Thanks for clearing that up. I agree that most who fail or drop out do so for reasons other than intelligence.

Anonymous said...

What medical schools need are "communications coaches" to help the promising (but obnoxious) students learn how to relate to patients (and nurses, respiratory therapists, social workers, etc.) Like a Dale Carnegie class. No, I'm serious.
As a nurse, I see lots of doctors either treat the RNs like we are idiots, the patients like they are ignorant dolts, or they race in and out of the patient's room so fast the patient barely knows they are there.
I also work with a lot of awesome doctors, but the "geniuses" with poor social skills do seem to be all around.

Skeptical Scalpel said...

Good points. Thanks.

Unknown said...

Midwest said...

I am digging up a dead thread, but...

The match season is gearing up soon and I have to say that my 3rd year of straight passes weighs heavily on my mind. It is great material for advisors to remind me that I wont match into surgery. This is likely true, though in my defense, I am not an idiot or unmotivated, having scored >250 on my StepI and completed numerous publications over the last 2 years.... Do you have any advice as a former decision maker on the other side of the fence?

Skeptical Scalpel said...

Excellent question.

If you apply to appropriate programs, I think you will get several interview offers. You are a long shot for the major university residencies but should get some interviews at lesser university and decent community hospital programs. You will need to wow them at the interviews.

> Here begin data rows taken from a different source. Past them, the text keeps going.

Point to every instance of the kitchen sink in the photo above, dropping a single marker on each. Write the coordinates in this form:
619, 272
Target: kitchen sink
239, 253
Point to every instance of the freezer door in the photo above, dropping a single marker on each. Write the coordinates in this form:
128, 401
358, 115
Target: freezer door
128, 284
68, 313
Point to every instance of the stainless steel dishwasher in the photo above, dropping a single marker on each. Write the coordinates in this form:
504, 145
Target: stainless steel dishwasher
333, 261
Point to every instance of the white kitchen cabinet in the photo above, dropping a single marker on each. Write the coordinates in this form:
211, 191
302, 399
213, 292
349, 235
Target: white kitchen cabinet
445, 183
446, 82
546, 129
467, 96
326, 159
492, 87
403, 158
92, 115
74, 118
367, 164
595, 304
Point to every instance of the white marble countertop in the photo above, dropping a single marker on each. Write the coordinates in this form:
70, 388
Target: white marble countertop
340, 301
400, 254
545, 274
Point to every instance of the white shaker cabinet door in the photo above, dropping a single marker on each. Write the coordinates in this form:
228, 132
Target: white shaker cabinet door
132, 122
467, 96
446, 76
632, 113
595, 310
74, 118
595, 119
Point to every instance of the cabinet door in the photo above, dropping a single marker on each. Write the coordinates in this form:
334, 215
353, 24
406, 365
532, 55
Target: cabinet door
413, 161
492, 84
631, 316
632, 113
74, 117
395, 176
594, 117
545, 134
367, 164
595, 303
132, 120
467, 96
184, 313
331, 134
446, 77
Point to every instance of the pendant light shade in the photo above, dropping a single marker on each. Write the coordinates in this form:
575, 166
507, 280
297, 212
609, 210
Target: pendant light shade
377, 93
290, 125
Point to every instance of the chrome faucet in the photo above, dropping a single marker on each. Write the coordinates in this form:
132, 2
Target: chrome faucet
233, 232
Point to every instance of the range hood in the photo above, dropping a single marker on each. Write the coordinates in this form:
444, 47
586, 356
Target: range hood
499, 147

I think you need to explain in your personal statement why you only got passes in all of your courses. I hope you have some good LORs. Your Step 1 is a real plus. I would be nice if your publications are relevant (i.e., in journals that people actually have heard of).

Program directors love applicants who already know how to write a paper. It is uncommon, especially in an applicant to a community hospital program where the need for papers is great. Feel free to email me if you have further questions.

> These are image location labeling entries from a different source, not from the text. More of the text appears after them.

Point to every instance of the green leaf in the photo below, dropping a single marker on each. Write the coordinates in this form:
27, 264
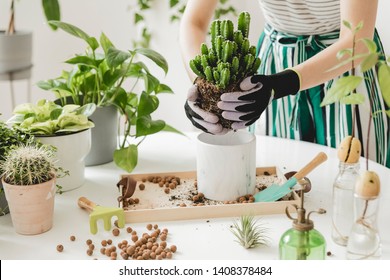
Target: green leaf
51, 8
341, 88
352, 99
71, 29
126, 158
384, 82
105, 43
369, 62
147, 104
156, 57
162, 88
116, 57
146, 126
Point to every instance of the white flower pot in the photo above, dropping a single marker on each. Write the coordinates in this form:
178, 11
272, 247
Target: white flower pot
71, 152
226, 165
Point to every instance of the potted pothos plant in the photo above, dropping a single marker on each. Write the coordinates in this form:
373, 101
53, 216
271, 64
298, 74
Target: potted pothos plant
108, 76
9, 138
29, 175
16, 44
65, 127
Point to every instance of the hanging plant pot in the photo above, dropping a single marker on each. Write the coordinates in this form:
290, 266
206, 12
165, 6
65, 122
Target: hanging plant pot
31, 207
15, 55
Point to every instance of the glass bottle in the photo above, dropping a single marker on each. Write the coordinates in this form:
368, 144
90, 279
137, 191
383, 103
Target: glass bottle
302, 241
343, 216
364, 241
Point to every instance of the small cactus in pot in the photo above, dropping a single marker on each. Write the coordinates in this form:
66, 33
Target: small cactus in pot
222, 66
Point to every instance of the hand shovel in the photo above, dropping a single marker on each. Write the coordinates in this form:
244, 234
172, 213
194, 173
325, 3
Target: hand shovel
100, 212
275, 192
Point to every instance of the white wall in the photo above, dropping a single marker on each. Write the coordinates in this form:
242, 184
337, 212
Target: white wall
114, 18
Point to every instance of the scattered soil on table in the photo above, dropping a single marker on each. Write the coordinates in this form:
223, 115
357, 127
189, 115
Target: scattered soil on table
171, 191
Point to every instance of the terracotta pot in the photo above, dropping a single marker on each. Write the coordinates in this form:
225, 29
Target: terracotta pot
31, 207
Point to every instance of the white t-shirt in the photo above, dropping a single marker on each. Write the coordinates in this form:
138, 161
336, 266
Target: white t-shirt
302, 17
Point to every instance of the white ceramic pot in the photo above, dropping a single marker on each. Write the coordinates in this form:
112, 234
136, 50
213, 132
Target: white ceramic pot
226, 165
71, 152
31, 207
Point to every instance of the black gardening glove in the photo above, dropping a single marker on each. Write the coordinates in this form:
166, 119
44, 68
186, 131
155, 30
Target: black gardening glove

Good luck. I would love to hear how you fare.

Unknown said...

My medical school in 1974-78 was strictly pass fail, and everybody passed. The way you got a good residency slot was the way I expect it has always worked: key people made phone calls to program directors.

Skeptical Scalpel said...

Christopher, thanks for commenting. Phone calls work for the top students. I'm not sure how they work when the mid- or low level students are involved.

Anonymous said...

In my state in Australia the medical schools have agreed on a standardised z-score system which I think works pretty well. Each school ranks its students 1 to x, and then the rankings are combined and everyone gets a spot on the curve. Hospitals are then free to use it as they prefer - some take students with the highest scores, others set a threshold ( say 60th percentile or better) and then use other factors to discriminate. We don't have any national exam like the USMLE that could otherwise be used to compare applicants from different schools.

Skeptical Scalpel said...

Thanks for the information. I wasn't aware of that. Do you think it's fair and does it work well?